Is there anything in a university PR person's life that causes more agida than his or her employer's standing in U.S. News & World Report's highly debated and dissected annual college rankings issue? I wonder how many PR/image/marketing consultants claim to have the code for cracking the news weekly's formula for bolstering a university's position? (Likely the same number of SEO experts who claim the power to elevate a website in Google's organic results rankings within the TOS.)
Today, the Washington Post/Newsweek education reporter Jay Matthews took some heat for Newsweek's admittedly ill-conceived methodology that ranks the nation's public high schools. Apparently, it's a pretty simple algorithm. Divide the number of students taking AP classes by the number who go to college. It doesn't make a bit of a difference that the students in those AP classes might scores 1's and 2's out of a possible 5. The more students who take AP classes, the better the school will fare.

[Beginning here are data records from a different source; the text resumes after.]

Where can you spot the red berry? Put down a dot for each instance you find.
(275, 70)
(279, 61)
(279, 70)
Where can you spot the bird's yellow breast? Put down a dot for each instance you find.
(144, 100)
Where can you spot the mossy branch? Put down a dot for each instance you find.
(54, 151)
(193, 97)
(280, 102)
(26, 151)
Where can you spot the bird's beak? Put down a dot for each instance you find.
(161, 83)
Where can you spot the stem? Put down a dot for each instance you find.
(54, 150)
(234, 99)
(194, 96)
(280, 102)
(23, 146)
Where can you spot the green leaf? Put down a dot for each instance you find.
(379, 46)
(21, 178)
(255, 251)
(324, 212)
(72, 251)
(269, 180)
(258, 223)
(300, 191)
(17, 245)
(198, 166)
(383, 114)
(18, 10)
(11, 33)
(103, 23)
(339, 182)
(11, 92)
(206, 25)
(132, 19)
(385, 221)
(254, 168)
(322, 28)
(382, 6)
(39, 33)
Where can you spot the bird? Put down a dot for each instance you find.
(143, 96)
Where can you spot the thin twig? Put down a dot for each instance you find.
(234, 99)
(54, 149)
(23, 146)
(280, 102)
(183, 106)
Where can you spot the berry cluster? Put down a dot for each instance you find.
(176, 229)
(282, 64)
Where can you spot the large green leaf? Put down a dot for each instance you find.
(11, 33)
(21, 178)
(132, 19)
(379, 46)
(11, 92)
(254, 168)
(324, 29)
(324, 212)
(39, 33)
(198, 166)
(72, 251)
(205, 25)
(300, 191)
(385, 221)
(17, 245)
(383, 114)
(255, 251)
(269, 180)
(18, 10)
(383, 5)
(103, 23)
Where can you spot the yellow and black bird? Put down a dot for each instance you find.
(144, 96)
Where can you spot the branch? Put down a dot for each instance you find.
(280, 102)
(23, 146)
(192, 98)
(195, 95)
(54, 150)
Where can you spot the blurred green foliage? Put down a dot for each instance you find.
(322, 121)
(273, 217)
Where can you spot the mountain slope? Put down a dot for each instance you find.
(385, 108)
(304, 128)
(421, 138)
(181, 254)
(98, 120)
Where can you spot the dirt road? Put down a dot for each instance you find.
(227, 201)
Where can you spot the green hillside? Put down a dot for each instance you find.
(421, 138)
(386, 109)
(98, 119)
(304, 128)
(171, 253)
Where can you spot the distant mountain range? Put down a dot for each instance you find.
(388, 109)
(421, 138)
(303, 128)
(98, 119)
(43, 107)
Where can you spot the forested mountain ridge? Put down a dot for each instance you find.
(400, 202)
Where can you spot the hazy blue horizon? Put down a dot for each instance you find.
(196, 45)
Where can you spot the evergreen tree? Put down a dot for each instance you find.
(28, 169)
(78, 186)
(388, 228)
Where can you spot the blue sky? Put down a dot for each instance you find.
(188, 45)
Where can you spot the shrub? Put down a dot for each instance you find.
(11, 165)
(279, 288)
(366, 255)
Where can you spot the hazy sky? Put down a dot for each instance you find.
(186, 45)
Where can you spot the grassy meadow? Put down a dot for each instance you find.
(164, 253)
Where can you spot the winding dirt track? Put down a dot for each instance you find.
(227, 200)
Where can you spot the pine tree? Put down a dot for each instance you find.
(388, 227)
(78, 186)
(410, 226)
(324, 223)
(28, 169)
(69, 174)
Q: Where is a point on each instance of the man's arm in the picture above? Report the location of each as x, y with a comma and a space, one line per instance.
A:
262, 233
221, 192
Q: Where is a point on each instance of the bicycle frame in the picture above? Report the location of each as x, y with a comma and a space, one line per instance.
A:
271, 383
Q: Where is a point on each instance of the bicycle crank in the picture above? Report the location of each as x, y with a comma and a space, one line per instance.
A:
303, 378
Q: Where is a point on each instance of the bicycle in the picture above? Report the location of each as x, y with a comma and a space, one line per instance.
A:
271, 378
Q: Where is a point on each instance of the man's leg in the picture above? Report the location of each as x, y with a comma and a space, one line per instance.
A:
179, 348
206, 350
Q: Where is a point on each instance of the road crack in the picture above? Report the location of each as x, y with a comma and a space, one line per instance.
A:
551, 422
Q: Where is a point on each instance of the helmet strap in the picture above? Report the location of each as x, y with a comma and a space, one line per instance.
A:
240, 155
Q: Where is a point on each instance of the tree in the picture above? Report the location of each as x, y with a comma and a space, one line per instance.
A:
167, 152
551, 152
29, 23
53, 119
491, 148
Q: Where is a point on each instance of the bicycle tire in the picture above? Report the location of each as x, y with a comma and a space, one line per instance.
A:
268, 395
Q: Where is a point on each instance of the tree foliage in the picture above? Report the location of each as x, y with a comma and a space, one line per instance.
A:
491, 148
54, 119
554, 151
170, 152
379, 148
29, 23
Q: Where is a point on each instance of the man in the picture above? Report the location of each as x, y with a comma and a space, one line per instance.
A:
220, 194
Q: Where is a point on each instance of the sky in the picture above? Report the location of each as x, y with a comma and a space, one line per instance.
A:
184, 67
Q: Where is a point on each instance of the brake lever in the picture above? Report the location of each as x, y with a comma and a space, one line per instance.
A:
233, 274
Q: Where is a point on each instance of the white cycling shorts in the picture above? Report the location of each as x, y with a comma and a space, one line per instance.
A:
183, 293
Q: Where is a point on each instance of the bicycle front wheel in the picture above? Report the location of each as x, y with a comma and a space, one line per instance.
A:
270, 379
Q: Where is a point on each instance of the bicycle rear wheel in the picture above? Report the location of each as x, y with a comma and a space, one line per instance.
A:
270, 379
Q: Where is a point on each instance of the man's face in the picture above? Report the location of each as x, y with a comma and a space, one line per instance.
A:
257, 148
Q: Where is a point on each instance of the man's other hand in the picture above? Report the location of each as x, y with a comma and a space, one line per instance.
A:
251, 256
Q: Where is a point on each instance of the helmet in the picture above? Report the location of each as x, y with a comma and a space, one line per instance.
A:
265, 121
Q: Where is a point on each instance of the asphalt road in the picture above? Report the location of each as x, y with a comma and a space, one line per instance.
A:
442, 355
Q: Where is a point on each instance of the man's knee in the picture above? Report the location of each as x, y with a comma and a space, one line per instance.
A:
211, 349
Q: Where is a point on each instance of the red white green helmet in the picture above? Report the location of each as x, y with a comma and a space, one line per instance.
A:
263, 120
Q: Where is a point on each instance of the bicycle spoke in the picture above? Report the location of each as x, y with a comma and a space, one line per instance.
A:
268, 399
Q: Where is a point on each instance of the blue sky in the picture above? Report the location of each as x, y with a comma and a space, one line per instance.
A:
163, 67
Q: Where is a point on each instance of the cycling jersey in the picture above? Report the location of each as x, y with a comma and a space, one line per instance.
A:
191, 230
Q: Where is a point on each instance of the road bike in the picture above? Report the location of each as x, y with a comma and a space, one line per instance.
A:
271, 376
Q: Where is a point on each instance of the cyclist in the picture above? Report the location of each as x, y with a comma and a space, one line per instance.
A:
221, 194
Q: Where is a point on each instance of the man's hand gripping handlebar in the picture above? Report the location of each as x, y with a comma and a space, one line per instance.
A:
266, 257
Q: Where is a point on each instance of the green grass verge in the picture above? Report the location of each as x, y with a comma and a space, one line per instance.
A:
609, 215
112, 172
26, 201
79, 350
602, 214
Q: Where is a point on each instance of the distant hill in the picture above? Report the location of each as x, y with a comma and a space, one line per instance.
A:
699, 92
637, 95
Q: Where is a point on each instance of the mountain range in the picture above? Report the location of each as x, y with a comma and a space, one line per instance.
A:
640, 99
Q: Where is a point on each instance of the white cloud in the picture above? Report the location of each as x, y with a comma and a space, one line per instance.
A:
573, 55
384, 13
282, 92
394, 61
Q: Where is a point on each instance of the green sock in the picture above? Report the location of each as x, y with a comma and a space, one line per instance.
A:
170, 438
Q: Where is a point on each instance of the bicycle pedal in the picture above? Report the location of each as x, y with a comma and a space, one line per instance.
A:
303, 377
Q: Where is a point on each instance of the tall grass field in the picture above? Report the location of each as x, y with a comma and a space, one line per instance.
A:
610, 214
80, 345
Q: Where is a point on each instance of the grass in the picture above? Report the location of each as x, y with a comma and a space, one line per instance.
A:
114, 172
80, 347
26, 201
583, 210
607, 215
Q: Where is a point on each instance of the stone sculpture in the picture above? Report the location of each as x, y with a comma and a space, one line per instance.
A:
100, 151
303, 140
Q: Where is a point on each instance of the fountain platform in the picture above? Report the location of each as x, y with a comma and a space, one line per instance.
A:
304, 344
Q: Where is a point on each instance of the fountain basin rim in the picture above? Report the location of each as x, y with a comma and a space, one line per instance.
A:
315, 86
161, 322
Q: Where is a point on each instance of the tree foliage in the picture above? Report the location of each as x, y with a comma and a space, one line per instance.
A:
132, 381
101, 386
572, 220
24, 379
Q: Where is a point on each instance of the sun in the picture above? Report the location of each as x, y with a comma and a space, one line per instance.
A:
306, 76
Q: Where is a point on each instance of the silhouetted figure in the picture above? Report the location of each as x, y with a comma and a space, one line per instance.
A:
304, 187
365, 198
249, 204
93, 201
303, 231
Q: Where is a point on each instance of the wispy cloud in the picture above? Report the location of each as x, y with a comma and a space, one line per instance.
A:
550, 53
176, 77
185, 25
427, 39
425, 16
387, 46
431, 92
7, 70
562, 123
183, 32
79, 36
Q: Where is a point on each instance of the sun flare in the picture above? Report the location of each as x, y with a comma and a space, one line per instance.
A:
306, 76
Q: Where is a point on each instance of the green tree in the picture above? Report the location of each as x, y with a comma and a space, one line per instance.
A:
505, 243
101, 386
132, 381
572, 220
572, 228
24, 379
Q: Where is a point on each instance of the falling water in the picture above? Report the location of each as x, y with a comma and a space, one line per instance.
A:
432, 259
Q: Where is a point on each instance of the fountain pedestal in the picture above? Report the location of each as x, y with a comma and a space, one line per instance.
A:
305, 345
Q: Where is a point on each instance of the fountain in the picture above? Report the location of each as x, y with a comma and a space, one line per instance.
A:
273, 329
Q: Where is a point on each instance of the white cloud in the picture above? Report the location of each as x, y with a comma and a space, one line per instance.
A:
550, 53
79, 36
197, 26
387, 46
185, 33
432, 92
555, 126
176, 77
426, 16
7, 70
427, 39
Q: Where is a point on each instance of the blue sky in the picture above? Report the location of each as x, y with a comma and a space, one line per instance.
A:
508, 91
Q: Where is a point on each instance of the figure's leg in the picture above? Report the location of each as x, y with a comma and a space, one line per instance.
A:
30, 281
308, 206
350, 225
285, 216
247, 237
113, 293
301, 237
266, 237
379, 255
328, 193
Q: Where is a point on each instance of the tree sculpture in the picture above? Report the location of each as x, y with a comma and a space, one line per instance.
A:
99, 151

Simple as that.
"Newsweek's one-variable-takes-all ratings of the 1,200 best high schools are often at odds with federal, state and local assessment systems that typically use more than a dozen measurements of performance" according to the piece in today's Times.The controversy probably doesn't rise to the clamor that hit Newsweek when it published reports that Americans at Gitmo flushed a Koran down the toilet, but I would think that Mark Whitaker and company might strongly consider revamping its high school rankings methodology so that the results are more meaningful. It's just "the right thing" to do.